MRZ. – KZ. 3248 – [Prot. Nr. 36/1852] –

Protokoll der am 17. August 1852 in Wien abgehaltenen Ministerkonferenz unter dem Vorsitze des Ministers der auswärtigen Angelegenheiten und des kaiserlichen Hauses Grafen v. Buol-Schauenstein. Der Justizminister Freiherr v. Krauß brachte aus der ungarischen Revolutionsepoche folgende Gnadensachen zum Vortrag:

I. Begnadigungsgesuch für Daniel Boczkó

Daniel Boczkó, aus dem Bekeser Komitate gebürtig, 64 Jahre alt, reformierter Religion, wurde im Juli v. J. wegen seiner vorragenden Tätigkeit bei den revolutionären Bestrebungen zu zehn Jahren Festungsarrest verurteilt1, welchen er auf der Festung Kufstein angetreten hat. Boczkó hat im Oktober 1848 den Landsturm in mehreren Komitaten in großen Massen aufgeboten und alles versucht, um die Entwaffnung und Vernichtung des Fürst-Schwarzenberg-Ulanenregimentes durch die Einnahme der Festung Arad zu bewerkstelligen. Er war Regierungskommissär, unter welchem 42 Personen hingerichtet, 80 Gutgesinnte in Arreste gesteckt und 13 Ortschaften durch Feuer verheert wurden. Als mildernde Umstände werden für ihn angeführt, daß er sich bemüht habe, günstige Kapitulationspunkte für die Festung Arad zu erwirken, und daß er gegen die republikanischen Propagandisten aufgetreten sei2. Sein Bruder bittet in einem der Ah. Bezeichnung gewürdigten Gesuche um Begnadigung des Sträflings oder doch um Versetzung in einen anderen Strafort, da derselbe, als der reformierten Religion angehörig, in Kufstein des Religionstrostes und des Beistandes eines reformierten Seelsorgers entbehre, und daß ihm, da er wegen seiner Kränklichkeit die Strafzeit wohl nicht überleben werde, ein heimatliches Grab zuteil werden möge.
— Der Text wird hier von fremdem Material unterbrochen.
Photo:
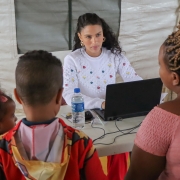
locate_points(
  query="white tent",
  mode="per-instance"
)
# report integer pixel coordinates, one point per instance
(144, 26)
Der Justizminister findet in Übereinstimmung mit der Ministerkonferenz keinen zureichenden Grund, für Daniel Boczkó auf eine Gnade bei Sr. Majestät anzutragen, behält sich aber hinsichtlich der Übersetzung desselben in einen anderen Strafort vor, nach Herablangung der Ah. Entschließung über das Ah. bezeichnete Gesuch seines Bruders sich mit dem Kriegsminister diesfalls ins Einvernehmen zu setzen3.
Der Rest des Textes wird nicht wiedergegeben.